National Right to Life Committee legislative director Douglas Johnson agrees in part that the elections did solidify the pro-abortion elements of the Democratic Party.

He asserts that last week’s election results represent a strong repudiation of lawmakers who voted for the health care law enacted last March, and discredit the attempts of certain organizations to whitewash the pro-abortion components of that bill.

“Hiding behind a hollow executive order signed by President Obama two organizations in particular – Democrats for Life of America (DFLA) and Catholics United – attempted to provide political cover for a group of Democrat “pro-life” lawmakers who flip-flopped and provided the votes that allowed the law to be enacted without effective pro-life language,” Johnson says.

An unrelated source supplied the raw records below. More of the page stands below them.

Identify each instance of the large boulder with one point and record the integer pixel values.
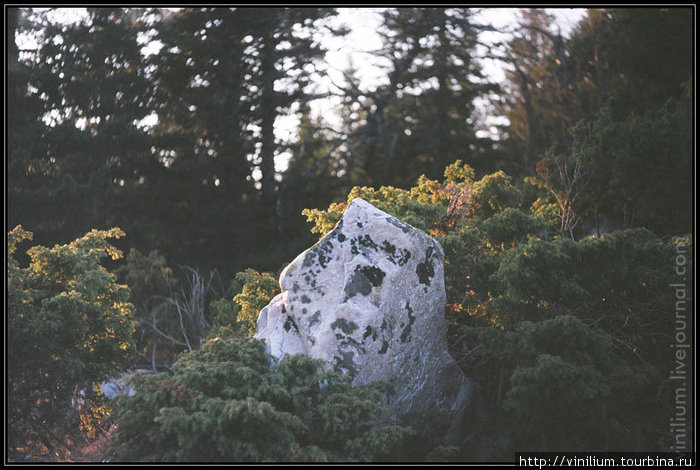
(369, 299)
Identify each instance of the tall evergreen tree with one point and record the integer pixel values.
(73, 147)
(424, 119)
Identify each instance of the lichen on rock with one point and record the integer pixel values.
(376, 289)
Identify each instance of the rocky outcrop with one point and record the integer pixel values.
(369, 299)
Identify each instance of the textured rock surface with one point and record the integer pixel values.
(369, 299)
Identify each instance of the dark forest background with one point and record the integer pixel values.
(78, 158)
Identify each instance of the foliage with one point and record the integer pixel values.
(227, 402)
(70, 327)
(566, 341)
(258, 290)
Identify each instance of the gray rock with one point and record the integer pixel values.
(369, 299)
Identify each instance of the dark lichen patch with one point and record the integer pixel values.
(373, 274)
(309, 259)
(405, 228)
(315, 319)
(406, 333)
(358, 284)
(289, 323)
(363, 279)
(363, 244)
(400, 256)
(346, 326)
(388, 247)
(405, 256)
(324, 254)
(345, 362)
(425, 272)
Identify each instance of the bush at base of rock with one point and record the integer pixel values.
(227, 402)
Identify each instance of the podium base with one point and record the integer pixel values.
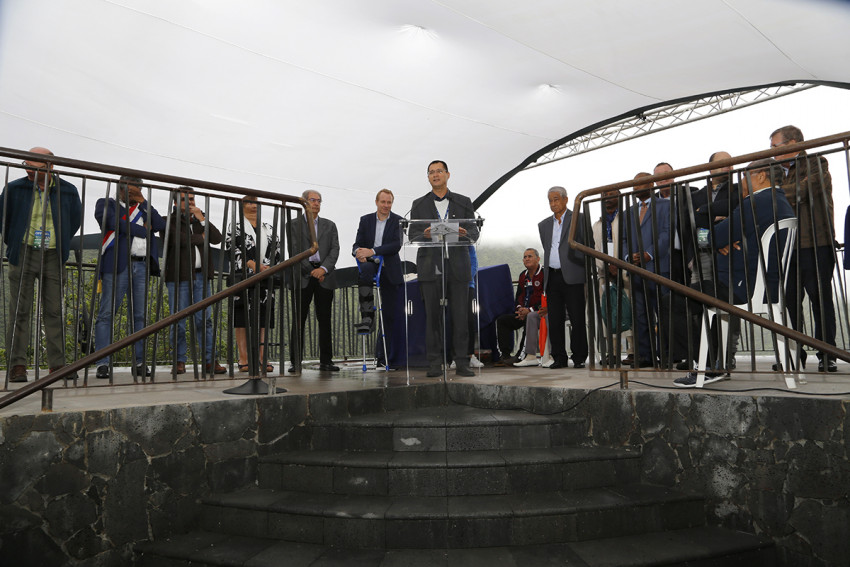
(253, 387)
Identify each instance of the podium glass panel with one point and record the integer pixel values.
(440, 302)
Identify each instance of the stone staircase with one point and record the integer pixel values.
(453, 485)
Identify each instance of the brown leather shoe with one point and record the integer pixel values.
(18, 373)
(216, 368)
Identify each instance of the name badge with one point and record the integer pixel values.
(41, 239)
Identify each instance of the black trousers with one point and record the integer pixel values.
(816, 268)
(457, 292)
(563, 299)
(324, 302)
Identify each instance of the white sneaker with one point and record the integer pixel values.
(529, 360)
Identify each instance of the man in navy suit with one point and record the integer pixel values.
(564, 276)
(130, 257)
(646, 243)
(379, 234)
(763, 204)
(442, 204)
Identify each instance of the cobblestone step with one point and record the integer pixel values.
(386, 522)
(694, 547)
(449, 473)
(448, 428)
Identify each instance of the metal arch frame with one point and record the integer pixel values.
(664, 118)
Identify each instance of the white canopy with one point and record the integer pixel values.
(348, 97)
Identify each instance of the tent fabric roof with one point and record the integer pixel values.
(348, 97)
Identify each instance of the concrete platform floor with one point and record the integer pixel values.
(99, 394)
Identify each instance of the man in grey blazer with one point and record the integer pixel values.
(440, 203)
(315, 276)
(563, 281)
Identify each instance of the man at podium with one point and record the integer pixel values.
(454, 209)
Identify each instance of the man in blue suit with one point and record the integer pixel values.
(646, 243)
(379, 234)
(130, 255)
(762, 205)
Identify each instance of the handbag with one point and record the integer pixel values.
(618, 317)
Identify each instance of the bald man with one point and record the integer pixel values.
(40, 213)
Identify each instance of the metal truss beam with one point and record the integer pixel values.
(665, 118)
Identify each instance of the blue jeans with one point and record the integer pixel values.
(114, 290)
(203, 318)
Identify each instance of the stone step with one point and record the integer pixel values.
(386, 522)
(448, 428)
(699, 547)
(449, 473)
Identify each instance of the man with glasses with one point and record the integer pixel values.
(808, 186)
(527, 313)
(315, 279)
(442, 204)
(130, 255)
(40, 213)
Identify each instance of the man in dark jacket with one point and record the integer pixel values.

“The bloc of Democrats who abandoned the pro-life movement to satisfy President Obama and Speaker Pelosi suffered severe losses. In all, at least a dozen House incumbents who had taken high-profile stands against federal funding of abortion, but who ended up voting for the health care law, were defeated by pro-life challengers (or, in Stupak’s case, suddenly retired),” Johnson said.

But Johnson also notes that abortion advocates suffered as well at the ballot box.

“Far greater losses were sustained among the ranks of House Democrats who had seldom or never voted pro-life: upwards of 40 were replaced by firmly pro-life Republicans,” he said.

Johnson also points to a post-election poll conducted for National Right to Life by the Polling Company which asked: “‘Did the issue of funding for abortion in the Obama health care law affect the way you voted in today’s election?”

Some 31% of voters responded in the affirmative — 27% who said they voted “for candidates who opposed the health care law,” and 4% who said they voted “for candidates who favored the health care law.”

“In other words, 87% of the voters who said the issue mattered, voted in accord with the NRLC position,” he said.

Johnson wrote, “The election results were good in the Senate, as well, where the net shift in the pro-life direction will be from four to seven votes, depending on the issue. No senator is being replaced by a successor who has a weaker position on abortion.”